5. Medical Education, Registration and Workforce
5. Medical Education, Registration and Workforce
5.1 Medical Education
5.1.1 The DRS believes:
i. Medical training should integrate scientific and clinical training within an inter-disciplinary framework, covering all major areas of clinical practice;
ii. Education of health care professionals should be integrated as far as possible to promote inter-disciplinary understanding and cooperation;
iii. Specific training in primary health care should be developed and expanded to reflect the relative importance of this sector to the community, and to the majority of medical graduates; (see also Primary Health Care and Community Health 4.3.6 and Medical Workforce 5.2.3)
iv. Primary health care, general medicine and general surgery would form the core areas of medical training;
v. Clinical input, both hospital and non-hospital, should occur at every stage of the medical curriculum.
(see also Occupational Health 12.2; Aboriginal and Torres Strait Islander Health 7.11; and Women’s Health 8.1.4)
5.1.2 The DRS believes that the medical curriculum should develop:
i. an understanding of health in terms of social and economic relations;
ii. an understanding of disease prevention and health promotion;
iii. the concepts of empowerment of individuals and groups to be in control of their own health.
5.1.3 The DRS believes that academic staff at tertiary level should be required to be trained in education methods.
5.1.4 The DRS believes that selection to medical schools should not be based solely on academic merit. Medical schools should have flexible selection criteria with the aim of broadening as far as possible the base from which applicants are successful.
5.1.5 The DRS believes that affirmative action strategies should be implemented, so that Aboriginal and Torres Strait Islander students are selected for entry to all medical schools. (see also Aboriginal and Torres Strait Islander Health 7.10)
5.1.6 The DRS supports affirmative action by recruitment of medical students who have had their high school education in rural areas.
5.1.7 The DRS believes that there should be provision for part time undergraduate and postgraduate training for both male and female graduates.
5.1.8 The DRS believes that free education is the right of every individual.
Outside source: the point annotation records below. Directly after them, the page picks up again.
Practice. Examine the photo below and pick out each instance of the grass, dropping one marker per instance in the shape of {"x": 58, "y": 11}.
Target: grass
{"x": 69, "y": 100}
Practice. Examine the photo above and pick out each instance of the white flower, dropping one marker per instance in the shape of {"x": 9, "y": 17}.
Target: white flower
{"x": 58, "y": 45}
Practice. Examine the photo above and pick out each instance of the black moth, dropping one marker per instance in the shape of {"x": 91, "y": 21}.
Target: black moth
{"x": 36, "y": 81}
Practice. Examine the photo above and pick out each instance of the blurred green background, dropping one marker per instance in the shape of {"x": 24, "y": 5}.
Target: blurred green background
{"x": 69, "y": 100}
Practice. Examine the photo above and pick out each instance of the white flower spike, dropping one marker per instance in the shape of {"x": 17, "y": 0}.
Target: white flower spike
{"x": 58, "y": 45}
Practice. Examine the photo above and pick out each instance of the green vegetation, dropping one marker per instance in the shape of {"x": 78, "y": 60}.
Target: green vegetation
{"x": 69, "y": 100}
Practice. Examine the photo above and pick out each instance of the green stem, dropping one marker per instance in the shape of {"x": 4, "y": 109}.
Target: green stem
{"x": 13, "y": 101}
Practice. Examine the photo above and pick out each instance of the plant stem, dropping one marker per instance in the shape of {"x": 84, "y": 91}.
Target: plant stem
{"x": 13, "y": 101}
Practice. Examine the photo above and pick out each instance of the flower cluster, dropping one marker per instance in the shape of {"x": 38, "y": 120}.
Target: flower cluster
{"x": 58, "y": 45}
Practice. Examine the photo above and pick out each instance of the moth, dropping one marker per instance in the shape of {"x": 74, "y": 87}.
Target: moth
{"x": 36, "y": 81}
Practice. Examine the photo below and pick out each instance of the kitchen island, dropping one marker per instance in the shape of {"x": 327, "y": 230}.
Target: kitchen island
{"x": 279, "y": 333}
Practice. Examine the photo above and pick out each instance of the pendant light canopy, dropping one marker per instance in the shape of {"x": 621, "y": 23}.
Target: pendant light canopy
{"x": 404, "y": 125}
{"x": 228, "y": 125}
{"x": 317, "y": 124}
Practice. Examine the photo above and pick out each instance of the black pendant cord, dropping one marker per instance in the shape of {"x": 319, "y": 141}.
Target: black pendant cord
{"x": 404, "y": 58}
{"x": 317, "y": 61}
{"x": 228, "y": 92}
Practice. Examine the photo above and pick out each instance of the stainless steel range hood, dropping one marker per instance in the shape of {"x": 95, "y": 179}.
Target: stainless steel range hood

Income assistance should be available to ensure equality and universality of access to tertiary education.
5.2 Medical Registration
5.2.1 The DRS calls for the replacement of State Medical Registration Boards by a single national medical body to be responsible for registration of practitioners and medico-legal and ethical matters.
5.2.2 The DRS supports the establishment of a national medical indemnity scheme.
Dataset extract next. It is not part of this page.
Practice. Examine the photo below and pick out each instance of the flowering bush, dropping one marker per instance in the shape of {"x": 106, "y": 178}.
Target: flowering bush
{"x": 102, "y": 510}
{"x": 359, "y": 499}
5.2.3 The DRS believes foreign trained medical graduates with permanent residency should be allowed to practise in their area of medicine if they can demonstrate professional competence to an independent peer review body.
5.3 Medical Workforce
5.3.1 The DRS bases its medical workforce policy on the principle that Medicare remains the fairest and most cost effective way of delivering the bulk of medical services to Australians. All workforce policies therefore, have to be assessed for any adverse impact on Medicare.
5.3.2 The DRS acknowledges that all fee-for-service remuneration systems, including Medicare, are subject to a degree of provider-induced demand. This demand can only be reduced by further resourcing the public sector to provide alternatives to fee-for service. (see also Specialists 4.7.1)
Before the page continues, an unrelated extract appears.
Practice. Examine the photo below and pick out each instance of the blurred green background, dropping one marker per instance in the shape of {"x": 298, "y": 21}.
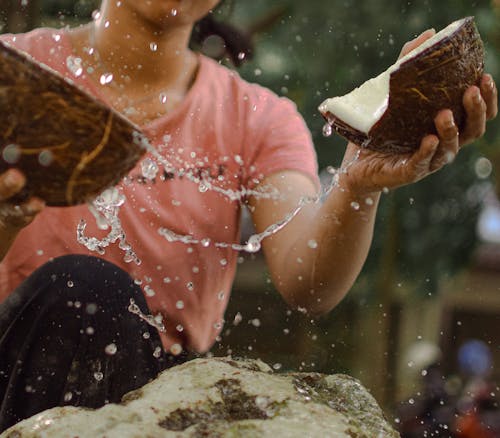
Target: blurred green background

5.3.3 The DRS supports the requirement of all graduates to receive appropriate post-graduate training. Training for General Practice must recognise that it encompasses a broad range of sub-specialist areas including Aboriginal and Torres Strait Islander Health, drug and alcohol services, sexual health, child development, women’s health, palliative medicine and rural based General Practice. Training programs must therefore provide a range of options to recognise this diversity of practice.
(see also Specialists 4.7.2)
5.3.4 The DRS opposes the restriction of training positions and of provider numbers as a tool to restructure the workforce. Restrictions on numbers of doctors should occur at intake to medical school.
5.3.5 The DRS believes doctors have the right to basic work practice standards common to most industries, for example limiting lengths of shifts and number of days worked in succession and providing ‘debriefing’ and counselling especially for junior doctors.